Lysander

Plutarch

Plutarch. Plutarch's Lives, Vol. IV. Perrin, Bernadotte, translator. Cambridge, MA: Harvard University Press; London: William Heinemann Ltd., 1916.

Moreover, Anaxandrides the Delphian writes that a deposit of Lysander’s was also stored there, consisting of a talent of silver, and fifty-two minas, and eleven staters besides; a statement that is inconsistent with the generally accepted accounts of his poverty. At any rate, Lysander was at this time more powerful than any Greek before him had been, and was thought to cherish a pretentious pride that was greater even than his power.

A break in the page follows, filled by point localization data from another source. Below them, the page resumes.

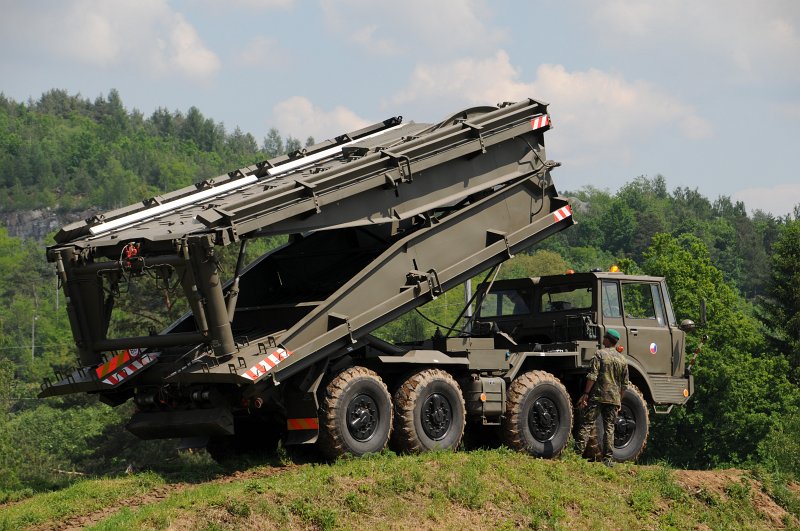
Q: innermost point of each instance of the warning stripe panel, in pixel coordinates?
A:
(562, 213)
(112, 364)
(130, 369)
(270, 362)
(302, 424)
(540, 122)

For he was the first Greek, as Duris writes, to whom the cities erected altars and made sacrifices as to a god, the first also to whom songs of triumph were sung. One of these is handed down, and begins as follows:—

  1. The general of sacred Hellas
  2. who came from wide-spaced Sparta
  3. will we sing, O! Io! Paean.

The Samians, too, voted that their festival of Hera should be called Lysandreia. And the poet Choerilus was always kept in his retinue, to adorn his achievements with verse; while with Antilochus, who composed some verses in his honor, he was so pleased that he filled his cap with silver and gave it to him. And when Antimachus of Colophon and a certain Niceratus of Heracleia competed with one another at the Lysandreia in poems celebrating his achievements, he awarded the crown to Niceratus, and Antimachus, in vexation, suppressed his poem.

But Plato, who was then a young man, and admired Antimachus for his poetry, tried to cheer and console him in his chagrin at this defeat, telling him that it is the ignorant who suffer from their ignorance, just as the blind do from their blindness. However, when Aristonous the harper, who had been six times victor at the Pythian games, told Lysander in a patronizing way that if he should be victorious again, he would have himself proclaimed under Lysander’s name, That is, Lysander replied, as my slave?

Now to the leading men, and to his equals, the ambition of Lysander was annoying merely. But since, owing to the court that was paid to him, great haughtiness and severity crept into his character along with his ambition, there was no such moderation as would become a popular leader either in his rewards or punishments, but the prizes he awarded to his friends and allies were irresponsible lordships over cities, and absolute sovereignties, while the sole punishment that could satisfy his wrath was the death of his enemy; not even exile was allowed.

Nay, at a later time, fearing lest the active popular leaders of Miletus should go into exile, and desiring to bring from their retreats those also who were in hiding, he made oath that he would do them no harm; but when the first put faith in him and the second came forth, he delivered them all over to the oligarchs for slaughter, being no less than eight hundred of both classes.

In the other cities also untold numbers of the popular party were slain, since he killed not only for his own private reasons, but also gratified by his murders the hatred and cupidity of his many friends everywhere, and shared the bloody work with them. Wherefore Eteocles the Lacedaemonian won great approval when he said that Hellas could not have borne two Lysanders. Now this same utterance was made by Archestratus concerning Alcibiades also,[*](Cf. Plut. Alc. 16.5 ) as Theophrastus tells us.

But in his case it was insolence, and wanton self-will, that gave most offence; whereas Lysander’s power was made dreadful and oppressive by the cruelty of his disposition. The Lacedaemonians paid little heed to the rest of his accusers, but when Pharnabazus, who was outraged by Lysander’s pillaging and wasting his territory, sent men to Sparta to denounce him, the ephors were incensed, and when they found Thorax, one of Lysander’s friends and fellow-generals, with money in his private possession, they put him to death, and sent a dispatch-scroll to Lysander, ordering him home.

The dispatch-scroll is of the following character. When the ephors send out an admiral or a general, they make two round pieces of wood exactly alike in length and thickness, so that each corresponds to the other in its dimensions, and keep one themselves, while they give the other to their envoy. These pieces of wood they call scytalae.